By Stanley Ugagbe
The growing list of Africans achieving giant strides in the Diaspora recently added value as a Black female of Nigerian descent, Idara Edem has defeated the battles of academics to become a Neurosurgeon in Canada.
The Nigerian Canadian News gathered that Edem of Queens University Meds’13 has always been obsessed with the complex nature of the brain. In high school, she knew she wanted a career that involved studying one of the body’s most mysterious organs.
She had averred that “It influences our lives in so many ways. It controls everything but we know so little about it”
“Once I decided (studying the brain) was something I wanted, I wasn’t going to let any barriers affect me. You are always going to have people who think you can’t do something regardless of how good your grades are or what your interests are.”
According to reports, Edem, who emigrated from Nigeria when she was 13 years old, might be Canada’s first Black female neurosurgeon.
Queens University Alumni reported that she can’t confirm the certainty of her being the first Black female neurosurgeon in, but research seems to back it up. It was noted that her sister, Faith, contacted some Canadian medical and neuroscience organizations who said they were unaware of other Black female Canadian neurosurgeons but couldn’t officially confirm it because they don’t keep track of racial data of neurosurgeons.
Meanwhile, official records have it that being a female neurosurgeon in Canada – let alone Black – is rare. Recall that CBC had in December 2019 reported that there were 333 practicing neurosurgeons in Canada and only 36 were women.
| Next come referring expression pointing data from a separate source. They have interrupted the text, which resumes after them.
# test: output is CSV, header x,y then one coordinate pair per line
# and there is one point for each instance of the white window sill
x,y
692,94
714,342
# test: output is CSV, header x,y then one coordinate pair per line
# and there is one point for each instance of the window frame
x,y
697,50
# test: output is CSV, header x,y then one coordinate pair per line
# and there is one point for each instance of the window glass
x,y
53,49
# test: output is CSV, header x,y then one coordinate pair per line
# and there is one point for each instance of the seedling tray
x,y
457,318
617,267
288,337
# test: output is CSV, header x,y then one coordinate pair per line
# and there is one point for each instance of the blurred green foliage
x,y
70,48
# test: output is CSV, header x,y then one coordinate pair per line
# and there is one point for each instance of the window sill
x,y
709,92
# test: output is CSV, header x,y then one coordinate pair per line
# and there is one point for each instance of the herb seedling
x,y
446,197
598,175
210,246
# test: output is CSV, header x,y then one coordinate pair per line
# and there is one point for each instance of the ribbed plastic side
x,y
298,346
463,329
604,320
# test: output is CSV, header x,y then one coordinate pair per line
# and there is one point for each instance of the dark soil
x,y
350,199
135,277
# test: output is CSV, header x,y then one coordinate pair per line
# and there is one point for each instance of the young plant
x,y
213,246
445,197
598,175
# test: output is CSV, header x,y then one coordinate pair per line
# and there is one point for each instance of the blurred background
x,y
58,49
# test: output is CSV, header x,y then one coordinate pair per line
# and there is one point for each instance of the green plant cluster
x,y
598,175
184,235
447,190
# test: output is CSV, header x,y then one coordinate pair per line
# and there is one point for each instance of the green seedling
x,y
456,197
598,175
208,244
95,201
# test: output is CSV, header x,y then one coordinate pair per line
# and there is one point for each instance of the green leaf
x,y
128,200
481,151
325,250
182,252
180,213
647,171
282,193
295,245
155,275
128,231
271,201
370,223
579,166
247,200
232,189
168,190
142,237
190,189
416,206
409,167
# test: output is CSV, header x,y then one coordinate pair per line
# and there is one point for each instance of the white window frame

It was disclosed that Edem has had colleagues who have been working since the 1980s and none of them can recall a Black female neurosurgeon in Canada.
The elated Dr. Edem who has a mix of emotions about her probable historic achievement believes in being a role model and hopes her story will inspire other Black Canadians and women to become doctors and surgeons. But being the first also makes her a little sad.
She said “The more important question is why am I the first? What are the structural barriers and systemic issues that have prevented others over the years from making this a goal?”
The probable history maker faulted various systematic social and financial barriers to medical education that happen even before applying to medical school.
Dr. Edem, who was one of only three Black students in her medical class, succinctly stated that “Mentorship and sponsorship are key at this time. Due to a lack of representation and support, many Black learners don’t even get to the stage of applying for medical school”.
In her words, the Nigerian hopes more Black and female Canadians join her on the front lines of health care, adding that she is trying to encourage others by giving talks to groups such as the Association of Black Aspiring Physicians and mentoring colleagues who need help navigating the unique challenges of being a Black and/or female surgeon.
She said “Twenty years down the line, I want to make sure neurosurgeons look more like the patient populations they represent – more diverse and more multicultural”.
She is now practicing in Michigan but hopes to return to practice in Canada soon.